Gli emendamenti per l’abolizione delle comunicazioni Lipe

La proposta emendativa prevede: Al decreto-legge 31 maggio 2010, n. 78, convertito, con modificazioni, dalla legge 30 luglio 2010, n. 122, l’articolo 21-bis è soppresso.

La stessa proposta è contenuta in emendamenti dichiarati identici, si tratta degli emendamenti 3.1 e seguenti. Gli emendamenti sono stati presentati dal Pd attraverso il deputato Buratti, dal Gruppo Misto rappresentato da Raffaele Baratto, da Fratelli d’Italia, ma in questo caso l’emendamento è firmato da diversi deputati tra cui Paolo Trancassini, dalla Lega, Forza Italia, LEU, rappresentato da Stefano Fassina. Italia Viva attraverso Massimo Ungaro e, infine, M5S.

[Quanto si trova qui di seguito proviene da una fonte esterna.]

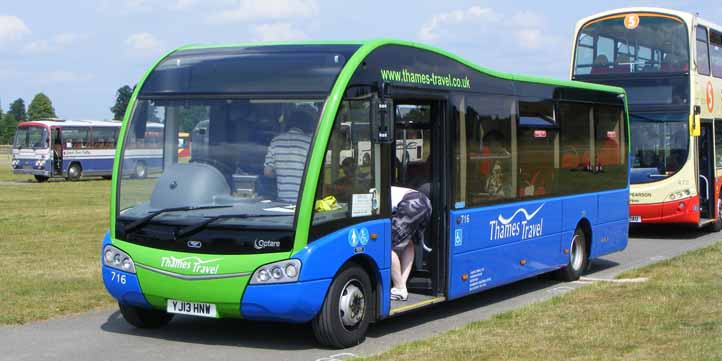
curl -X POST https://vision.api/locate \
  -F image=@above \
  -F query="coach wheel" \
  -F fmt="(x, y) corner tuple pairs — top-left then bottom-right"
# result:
(34, 175), (49, 183)
(555, 227), (588, 282)
(312, 264), (372, 348)
(67, 163), (82, 181)
(118, 303), (173, 328)
(134, 161), (147, 179)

Il fatto che sia stato presentato un unico testo in più emendamenti da parte dei vari partiti politici, implica che sul testo evidentemente c’è già un accordo. Certo i lavori parlamentari potrebbero sempre riservare brutte sorprese, ad esempio il veto da parte di un Ministero, è capitato anche altre volte, ma resta comunque una possibilità.

Sono in molti ad osteggiare questo adempimento e per diversi ordini di ragione, in primo luogo perché la comunicazione annuale comunque riprende tutte le informazioni delle comunicazioni trimestrali, in secondo luogo perché con l’estensione dell’obbligo di fatturazione elettronica praticamente per tutte le Partite Iva, i dati sulle transizioni sono ormai disponibili al Fisco in tempo reale.

Riforma del catasto: via libera alle nuove regole su adeguamento rendite.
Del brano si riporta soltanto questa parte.